This beauty is a Key Deer found when holidaying in Florida. We had heard about them and kept a lookout. They are the only large herbivore in the Florida Keys, and feed on several native plant species. Their diet consists of 160 species of plants including red, black and white mangroves, and thatch palm berries.
A little history that I gleaned from the websites I included towards the end of my post.
The Key Deer, member of a sub-species of the Virginia white-tailed deer, and its average height is between 24-32 inches. Does average about 65 pounds and bucks around 85 pounds. The color of fur ranges from a reddish brown to a slate gray. Mature bucks shed their antlers between February and March, and they begin growing a new set almost immediately.
It is found nowhere else in the world. It is thought that they came to the Keys from the mainland across a long land bridge and were isolated from their relatives, somewhere 6,000 to 12,000 years ago, when the Wisconsin Glacier melted. The waters rose and divided this land bridge into the islands of the Florida Keys.
The first documented mention of the Key Deer was in the memoirs of Hernando Escalante Fontanada, a 13 year old Spanish sailor who was on his way to Spain from Cartagena and was shipwrecked near "Cayo Vaca", the modernday Marathon area. Fontanada was captured and held captive by Indians for about 18 years, until he was freed and allowed to return to Spain with crewmembers of a passing ship.
They are also the smallest subspecies of the North American White Tailed Deer. If you go to this link it will take you a website that shows Jack Watson, the first refuge manager of National Key Deer Refuge. The first photo gives you a visual of how 'big' these deer are.

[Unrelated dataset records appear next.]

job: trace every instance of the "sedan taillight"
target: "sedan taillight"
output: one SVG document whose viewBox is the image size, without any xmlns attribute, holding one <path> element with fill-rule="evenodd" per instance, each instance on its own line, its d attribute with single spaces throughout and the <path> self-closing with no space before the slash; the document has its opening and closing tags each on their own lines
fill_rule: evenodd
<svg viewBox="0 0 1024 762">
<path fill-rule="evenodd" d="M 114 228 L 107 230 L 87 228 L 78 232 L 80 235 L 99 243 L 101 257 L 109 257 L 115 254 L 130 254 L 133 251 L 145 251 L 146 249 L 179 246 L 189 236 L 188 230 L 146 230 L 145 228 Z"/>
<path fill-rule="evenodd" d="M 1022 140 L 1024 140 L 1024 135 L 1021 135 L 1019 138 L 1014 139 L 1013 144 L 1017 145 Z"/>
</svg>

We found Beauty munching at the side of a narrow road with two companions, in one of the communities along the Keys. I wasn’t too close as I was taking my photos with a zoom lens, crouching down as far as possible, while resting my camera on the ledge after I had put the car window down.
Competing males start locking horns in the Fall, and the majority of white-spotted fawns are born in late Spring and the summer months.
Poaching and habitat loss reduced their numbers to only a few dozen in the 1950s, but establishing the refuge and subsequently putting the deer on the endangered list in 1967, allowed the deer to recover. At the time of our visit their number were close to a thousand. However, as they are most active at night, there have been several collisions with cars and so, like anywhere else, it is very important to drive with care and keep a lookout for wildlife.
Most of us nature lovers know this already, but interaction such as illegal feeding by humans have led to unhealthy conditions. It is truly important to keep wildlife wild.
I have several links below as I always enjoy looking at various sites with information, and maybe you will enjoy them too.
Not wanting to disturb them for more than a few precious moments, we left them to continue feeding.
Thanks for stopping by. I hope your day is a great one and have a very enjoyable weekend. Stay safe and happy!